Object storage is the right choice when:

  • You expect evidence volume to grow into hundreds of gigabytes or more.
  • You want evidence to live in a storage tier that supports lifecycle rules (move cold files to infrequent access, expire auto captured screenshots after a year).
  • You want evidence replicated or geographically distributed at the storage tier rather than at the database tier.
  • You are already operating an S3 compatible store and want to reuse it.
  • You are running Assessors Studio in a platform that charges for database storage at a significantly higher rate than object storage.

Object storage is enabled by setting STORAGE_PROVIDER=s3 and supplying the S3_* environment variables. Any provider that speaks the S3 API is supported: AWS S3, MinIO, DigitalOcean Spaces, Backblaze B2, Cloudflare R2, Wasabi, Ceph RGW. The full variable list is in Environment Variables.

Path style addressing. Some providers (notably MinIO when not behind a virtual host style proxy) require path style addressing. Set S3_FORCE_PATH_STYLE=true in those cases. AWS S3 uses virtual host style by default and does not need this setting.

Credentials. The application reads S3_ACCESS_KEY_ID and S3_SECRET_ACCESS_KEY directly. If you prefer to use instance profile credentials on AWS (IRSA on EKS, instance role on EC2), leave the access key variables unset; the AWS SDK picks up credentials from the ambient environment.

Bucket policy. The application needs permission to PutObject, GetObject, DeleteObject, and HeadObject on the bucket. A dedicated IAM policy scoped to the bucket is the recommended configuration.

Encryption in transit. HTTPS is assumed. Do not point S3_ENDPOINT at an unencrypted endpoint in production.

Encryption at rest in the bucket. This is independent of Assessors Studio’s own encryption at rest feature, which protects sensitive fields in the database. Bucket level encryption (SSE-S3, SSE-KMS, or provider equivalents) is orthogonal and recommended. See Encryption at Rest for the application’s encryption model.

The maximum upload size is controlled by UPLOAD_MAX_FILE_SIZE (in bytes, default 50 MB). This applies to any upload path and is enforced by the backend; setting the value lower does not protect the backend from an attacker who bypasses the frontend, so the backend reads the same value.

If you set this higher than 50 MB, check the request size limits on any reverse proxy or load balancer in front of the backend. A common failure mode is 413 Payload Too Large coming from the proxy rather than from the application.

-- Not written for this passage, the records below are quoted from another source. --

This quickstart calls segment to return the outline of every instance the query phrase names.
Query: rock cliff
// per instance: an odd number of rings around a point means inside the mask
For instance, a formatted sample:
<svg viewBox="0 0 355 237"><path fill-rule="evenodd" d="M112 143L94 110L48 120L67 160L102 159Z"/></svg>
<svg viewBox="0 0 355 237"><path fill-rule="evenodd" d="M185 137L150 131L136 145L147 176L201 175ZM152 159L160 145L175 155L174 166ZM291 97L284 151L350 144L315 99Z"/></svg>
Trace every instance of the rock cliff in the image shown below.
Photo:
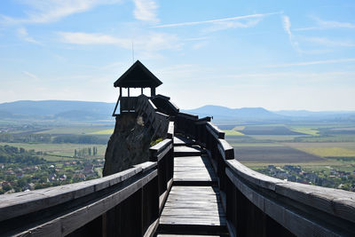
<svg viewBox="0 0 355 237"><path fill-rule="evenodd" d="M104 176L149 161L150 143L162 134L154 134L154 129L144 117L137 113L122 114L116 117L114 131L105 154Z"/></svg>

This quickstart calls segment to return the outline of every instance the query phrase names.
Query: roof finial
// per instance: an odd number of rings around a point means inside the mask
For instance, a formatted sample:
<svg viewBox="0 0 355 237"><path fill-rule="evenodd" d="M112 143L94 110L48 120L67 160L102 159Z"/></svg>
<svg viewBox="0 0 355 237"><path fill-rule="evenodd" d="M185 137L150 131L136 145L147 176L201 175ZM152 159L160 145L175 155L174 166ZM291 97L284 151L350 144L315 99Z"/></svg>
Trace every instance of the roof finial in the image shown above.
<svg viewBox="0 0 355 237"><path fill-rule="evenodd" d="M132 40L132 64L134 63L134 46L133 46L133 40Z"/></svg>

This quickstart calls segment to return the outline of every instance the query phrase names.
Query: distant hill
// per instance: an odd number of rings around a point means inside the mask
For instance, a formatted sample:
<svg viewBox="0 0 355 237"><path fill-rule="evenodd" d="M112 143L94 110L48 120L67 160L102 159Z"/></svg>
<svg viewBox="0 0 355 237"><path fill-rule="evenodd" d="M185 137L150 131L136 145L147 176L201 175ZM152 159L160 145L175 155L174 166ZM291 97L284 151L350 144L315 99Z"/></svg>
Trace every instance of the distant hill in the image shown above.
<svg viewBox="0 0 355 237"><path fill-rule="evenodd" d="M280 120L284 115L277 115L263 107L229 108L218 106L204 106L195 109L185 110L200 116L213 116L215 120Z"/></svg>
<svg viewBox="0 0 355 237"><path fill-rule="evenodd" d="M73 100L20 100L0 104L0 119L99 121L112 120L114 103ZM119 108L118 108L119 109ZM281 122L308 120L355 121L355 112L269 111L263 107L229 108L204 106L182 110L200 117L213 116L215 122Z"/></svg>
<svg viewBox="0 0 355 237"><path fill-rule="evenodd" d="M0 104L0 118L99 120L107 119L114 103L73 100L20 100Z"/></svg>
<svg viewBox="0 0 355 237"><path fill-rule="evenodd" d="M185 113L200 116L213 116L215 122L281 122L281 121L355 121L355 111L323 111L307 110L269 111L263 107L229 108L218 106L204 106L195 109L185 110Z"/></svg>

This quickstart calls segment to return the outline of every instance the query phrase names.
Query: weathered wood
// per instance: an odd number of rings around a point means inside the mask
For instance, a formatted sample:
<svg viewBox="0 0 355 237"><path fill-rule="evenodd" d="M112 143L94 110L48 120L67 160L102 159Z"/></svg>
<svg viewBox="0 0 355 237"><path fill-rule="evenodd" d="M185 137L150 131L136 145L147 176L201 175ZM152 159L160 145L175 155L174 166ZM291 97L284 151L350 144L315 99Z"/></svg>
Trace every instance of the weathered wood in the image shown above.
<svg viewBox="0 0 355 237"><path fill-rule="evenodd" d="M172 186L160 224L225 225L218 194L210 186Z"/></svg>
<svg viewBox="0 0 355 237"><path fill-rule="evenodd" d="M196 155L201 155L204 153L205 152L202 149L197 146L190 147L190 146L179 146L174 148L174 157L196 156Z"/></svg>
<svg viewBox="0 0 355 237"><path fill-rule="evenodd" d="M217 139L225 138L225 132L223 130L221 130L217 126L213 124L212 122L208 122L206 124L206 128L209 132L211 132L213 137L215 137L216 138L217 138Z"/></svg>
<svg viewBox="0 0 355 237"><path fill-rule="evenodd" d="M174 159L174 184L186 182L217 185L217 177L207 156L184 156Z"/></svg>
<svg viewBox="0 0 355 237"><path fill-rule="evenodd" d="M180 136L180 135L175 135L174 137L174 146L192 146L193 145L194 142L192 139L187 139L186 138Z"/></svg>
<svg viewBox="0 0 355 237"><path fill-rule="evenodd" d="M59 233L58 236L67 235L126 200L142 188L145 183L149 182L149 180L152 180L156 176L157 171L154 170L142 179L138 179L122 189L99 201L95 201L83 208L79 208L53 220L14 235L24 236L33 234L34 236L48 236L50 233L53 234L53 233Z"/></svg>
<svg viewBox="0 0 355 237"><path fill-rule="evenodd" d="M172 139L166 138L149 148L150 159L153 162L161 160L173 147Z"/></svg>
<svg viewBox="0 0 355 237"><path fill-rule="evenodd" d="M235 160L226 163L233 172L253 185L355 223L354 193L283 181L251 170Z"/></svg>
<svg viewBox="0 0 355 237"><path fill-rule="evenodd" d="M38 211L77 199L122 182L142 171L137 166L99 179L49 187L0 197L0 221Z"/></svg>
<svg viewBox="0 0 355 237"><path fill-rule="evenodd" d="M223 159L233 160L234 159L233 147L231 145L229 145L229 143L225 139L218 139L218 142L219 144L217 144L217 147Z"/></svg>
<svg viewBox="0 0 355 237"><path fill-rule="evenodd" d="M331 222L325 222L289 204L263 195L257 188L254 189L240 180L229 168L226 169L226 175L251 203L297 236L342 236L355 233L353 227L348 226L346 230L339 228Z"/></svg>
<svg viewBox="0 0 355 237"><path fill-rule="evenodd" d="M173 139L174 138L174 122L170 121L169 122L169 127L168 127L168 138Z"/></svg>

Every evidence file is content hashed at upload. The hash is stored in the database alongside the metadata and is included in the CDXA attestation. Downstream consumers can verify that the bytes they receive match the hash signed at attestation time, which is what makes attestations tamper evident.

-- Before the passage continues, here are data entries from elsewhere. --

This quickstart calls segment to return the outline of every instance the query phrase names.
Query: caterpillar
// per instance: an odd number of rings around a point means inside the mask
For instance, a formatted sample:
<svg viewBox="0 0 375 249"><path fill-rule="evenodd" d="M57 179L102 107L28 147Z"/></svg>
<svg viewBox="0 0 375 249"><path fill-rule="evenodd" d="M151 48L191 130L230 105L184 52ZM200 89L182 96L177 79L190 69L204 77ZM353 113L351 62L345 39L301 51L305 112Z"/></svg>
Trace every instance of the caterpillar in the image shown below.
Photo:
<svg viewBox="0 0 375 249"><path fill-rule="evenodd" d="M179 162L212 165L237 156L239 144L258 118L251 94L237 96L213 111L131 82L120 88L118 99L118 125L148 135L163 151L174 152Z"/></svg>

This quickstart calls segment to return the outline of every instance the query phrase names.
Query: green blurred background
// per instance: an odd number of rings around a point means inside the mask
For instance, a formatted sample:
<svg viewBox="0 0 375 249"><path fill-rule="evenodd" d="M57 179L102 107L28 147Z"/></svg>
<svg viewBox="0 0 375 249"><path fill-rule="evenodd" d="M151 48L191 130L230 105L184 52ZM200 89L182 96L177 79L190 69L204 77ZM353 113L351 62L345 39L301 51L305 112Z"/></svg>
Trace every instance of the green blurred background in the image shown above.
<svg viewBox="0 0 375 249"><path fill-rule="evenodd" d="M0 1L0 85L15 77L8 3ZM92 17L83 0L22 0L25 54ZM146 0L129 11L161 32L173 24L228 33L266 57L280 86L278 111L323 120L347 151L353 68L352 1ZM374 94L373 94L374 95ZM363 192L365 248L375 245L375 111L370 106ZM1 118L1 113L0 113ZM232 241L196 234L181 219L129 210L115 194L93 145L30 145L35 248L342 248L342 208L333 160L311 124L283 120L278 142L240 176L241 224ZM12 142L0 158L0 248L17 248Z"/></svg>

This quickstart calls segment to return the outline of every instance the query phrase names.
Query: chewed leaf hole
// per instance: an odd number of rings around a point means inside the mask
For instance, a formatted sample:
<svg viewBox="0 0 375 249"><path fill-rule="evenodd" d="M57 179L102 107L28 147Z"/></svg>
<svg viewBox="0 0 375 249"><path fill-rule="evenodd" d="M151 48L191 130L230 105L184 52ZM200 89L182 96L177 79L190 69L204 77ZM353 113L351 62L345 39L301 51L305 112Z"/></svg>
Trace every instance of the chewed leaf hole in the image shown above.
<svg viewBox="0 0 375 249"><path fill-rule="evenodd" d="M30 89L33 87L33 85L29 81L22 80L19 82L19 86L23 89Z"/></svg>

Content hashing is always on. It is independent of the storage backend.

An operator can migrate existing evidence from database storage to object storage in one pass. The migration script reads each evidence row, uploads the bytes to the bucket under a new storage key, updates the row with the storage key, and then deletes the bytes from the database. The process is incremental and safe to interrupt; re running picks up where it left off.

The migration ships as an npm script in the backend. Invoke it with the S3 variables configured in the environment:

Terminal window
npm run migrate-evidence-to-s3

The script logs its progress and reports the bytes moved and the bytes remaining. On completion it prints a verification summary that confirms every evidence row has a matching object in the bucket.

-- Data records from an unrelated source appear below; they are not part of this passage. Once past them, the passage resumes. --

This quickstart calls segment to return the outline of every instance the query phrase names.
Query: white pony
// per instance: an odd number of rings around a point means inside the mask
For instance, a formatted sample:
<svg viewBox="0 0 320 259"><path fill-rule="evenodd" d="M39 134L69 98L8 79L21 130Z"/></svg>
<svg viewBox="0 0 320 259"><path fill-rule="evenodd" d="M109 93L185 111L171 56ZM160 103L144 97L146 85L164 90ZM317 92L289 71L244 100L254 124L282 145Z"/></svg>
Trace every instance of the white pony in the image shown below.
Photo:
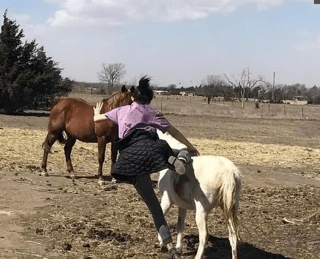
<svg viewBox="0 0 320 259"><path fill-rule="evenodd" d="M164 134L159 131L157 133L159 138L167 141L172 148L186 148L169 134ZM174 204L179 207L176 246L178 252L182 251L187 210L195 210L199 231L199 245L195 259L202 259L209 237L207 216L213 208L220 206L229 229L232 259L237 258L239 238L237 215L241 184L239 170L230 160L215 156L193 157L186 174L162 170L158 185L162 194L161 207L164 213L166 214Z"/></svg>

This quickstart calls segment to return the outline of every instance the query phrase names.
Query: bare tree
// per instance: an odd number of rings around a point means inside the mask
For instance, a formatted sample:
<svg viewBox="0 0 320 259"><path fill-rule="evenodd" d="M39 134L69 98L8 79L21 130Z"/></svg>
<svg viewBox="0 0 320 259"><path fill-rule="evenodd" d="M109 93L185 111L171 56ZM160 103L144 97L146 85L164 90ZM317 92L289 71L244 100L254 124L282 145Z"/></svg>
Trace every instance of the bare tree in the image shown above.
<svg viewBox="0 0 320 259"><path fill-rule="evenodd" d="M126 73L125 66L122 63L104 63L101 65L101 70L98 73L98 75L100 81L106 84L108 94L111 94L113 86L118 83Z"/></svg>
<svg viewBox="0 0 320 259"><path fill-rule="evenodd" d="M251 74L249 68L242 69L238 78L233 76L232 78L230 79L225 74L227 80L232 86L235 94L241 101L241 108L243 109L244 108L244 101L249 98L249 94L252 89L257 84L264 82L263 78L261 76L259 76L257 78L252 79L251 77Z"/></svg>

After migration, set STORAGE_PROVIDER=s3 in the running service’s environment and restart. From that point on, new evidence lands in the bucket; reads transparently pull from wherever the bytes live.

The reverse migration is supported but is rarely the right choice. The script copies bytes from the bucket back into the database:

Terminal window
npm run migrate-evidence-to-database

The usual reason to run this is to decommission a storage backend, for example when a bucket provider is being retired. The migration is again incremental and safe to interrupt.

Database storage. A PostgreSQL backup (via pg_dump or a physical replication slot) contains every evidence file. No separate evidence backup is needed.

Object storage. A PostgreSQL backup contains only metadata. The bucket must be backed up independently: S3 versioning plus cross region replication is the usual pattern, but any durable backup of the bucket works. See Backup and Recovery for the recommended backup topology in both cases.

Watch the growth rate. Evidence tends to accumulate faster than operators expect; a quarterly review of evidence volume helps you stay ahead of a capacity event.

Plan lifecycle rules early. If you use object storage, decide up front how long each class of evidence should live in hot storage versus cold storage versus being deleted. Bucket lifecycle rules are much easier to apply consistently from day one than to retrofit onto years of existing objects.

Test the restore. Backups you have not restored are not backups. At least once a year, restore a backup to a staging environment and confirm you can produce a signed attestation from a historical assessment. The exercise also validates that the bucket you rely on is restorable in the state you assume.